But this summer has been much more comfortable than usual. Some friends therefore suggested we visit the zoo with them and their children, which is to be avoided on hot days, so we headed there on...what turned out to be the hottest day of the summer.

Basically, the people at the visitor's center told us, we should go see all the animals right away, because the animals are smart, and by 11:30 they would be comfortably holed up in their air-conditioned areas, whereas we would be left looking at empty enclosures and panting from the heat.

This sounded like a good plan to us. The air-conditioned part, I mean. Thus we spent 52 minutes closely studying the endangered Panamanian frog, which is a whopping 1.3 inches long and is capable of sitting still with no movement whatsoever for long periods of time (in our experience, at least 52 minutes), but which was nevertheless extremely interesting because it was in a section of the Amazonian building that had air conditioning.

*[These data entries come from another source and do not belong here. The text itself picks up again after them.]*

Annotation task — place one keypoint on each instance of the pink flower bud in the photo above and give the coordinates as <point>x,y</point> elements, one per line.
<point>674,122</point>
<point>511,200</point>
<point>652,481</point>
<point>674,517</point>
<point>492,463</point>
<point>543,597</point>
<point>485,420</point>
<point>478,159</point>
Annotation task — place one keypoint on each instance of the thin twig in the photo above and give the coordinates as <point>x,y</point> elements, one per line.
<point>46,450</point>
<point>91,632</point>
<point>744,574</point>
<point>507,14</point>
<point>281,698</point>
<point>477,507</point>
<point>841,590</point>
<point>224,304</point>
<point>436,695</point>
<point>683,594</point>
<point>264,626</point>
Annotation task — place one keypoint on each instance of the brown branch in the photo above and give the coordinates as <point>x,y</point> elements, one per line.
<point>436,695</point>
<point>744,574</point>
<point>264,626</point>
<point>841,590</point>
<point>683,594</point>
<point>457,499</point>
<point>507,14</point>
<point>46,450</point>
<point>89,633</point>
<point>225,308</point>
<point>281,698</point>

Air conditioning, you might know from your knowledge of climates, is not typical of Amazonian weather in the wild. There the temperatures usually hover around 963 degrees and the humidity is like having it rain inside your sauna, only worse. And indeed, this atmosphere is re-created in most of the Amazonian building at the zoo, which keeps the animals happy but makes visitors a little testy. In recognition of this, the building designers put in a door off the main entrance that bypasses the entire steamy part of the exhibit, a fact that we regrettably did not discover until we had been in the steamy section so long we feared that, like the Panamanian frog, we would be next on the endangered list.

Scientists are studying why the Panamanian frog is disappearing at alarming rates in the wild, but it doesn't take a great brain to guess the reason. We can use these simple facts to discern the cause:

1. The frogs are disappearing from the Amazon, which as we have discussed is way hot.

2. They thrive when placed in the zoo's complimentary air-conditioned tanks. 

Ergo, the frogs have been leaving the 963-degree weather in vast numbers (according to rumors, on chartered AirPanama flights) and heading for various zoos with air conditioning.

Now that that mystery is solved, we can start putting all the money currently going toward this issue into air-conditioning the rest of the zoo, including the entire outside.

Eventually we ran out of air-conditioned environments and were forced to stand outside to see some of the animals. A splendid male lion was sprawled among the rocks, probably pondering which of the visitors looked the most weakened from the sun and would be easy pickings. But of course we weren't too worried, because male lions do not kill prey themselves. They depend on the womenfolk to do it for them*, and Mrs. Lion was, as any other wise female would be on such a sultry day, no doubt at a spa getting her nails done.

There was some dissension among us at the bear exhibit as to whether there was an actual bear in it. The discussion went something like this:

"There's a bear, right there!" [The rest of us squint at what appears to be a shadow in a cave-like opening.]

"No, it's just a shadow."

"No, it's a bear!"

This went on, with minor variations, for some time, until we really didn't care whether the shadow was a bear or a shadow or even an endangered Panamanian frog. But if the frog knew what was good for it, it would stay in the air conditioning.

________
*I will not, although it is tempting, generalize these facts to any other species that include a male.